Bapak Drs. Abdul Kadir Djaelani, pensiunan Agraria/BPN, telah dipanggil Yang Maha Kuasa pada tanggal 18 Agustus 2011, Kamis Pon, Jam 18.15 di RSUD Soediran Mangunsumarso, Wonogiri. Beliau mencapai usia 70 tahun. Beliau dimakamkan di Pemakaman Umum Kajen, Jumat Wage, 19 Agustus 2011.Berita wafatnya beliau ditulis oleh Bambang Purnomo, teman SMP saya yang kini wartawan Suara Merdeka di korannya,20 Agutus 2011 (foto).

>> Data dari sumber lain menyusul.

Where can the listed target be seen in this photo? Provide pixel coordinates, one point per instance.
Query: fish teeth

Semoga keluarga yang ditinggalkan, yaitu Ibu Harsiti, putra/putrid yang terdiri Waskito Budi Nugroho/Menik Suratmi, S.Pd (Jakarta), AMS Adi Prabowo/Etik Widyati, S.Pd (Wonogiri), Rahmawati Tri Hastuti/Ajid BR (Wonogiri), Ida Kusumawati/Misdi (Jakarta), Sari Indah Listyani/Prasetyo Agus (Wonogiri), beserta cucu, dianugerahi kesabaran, ketegaran dan iman dalam suasana yang sulit saat ini.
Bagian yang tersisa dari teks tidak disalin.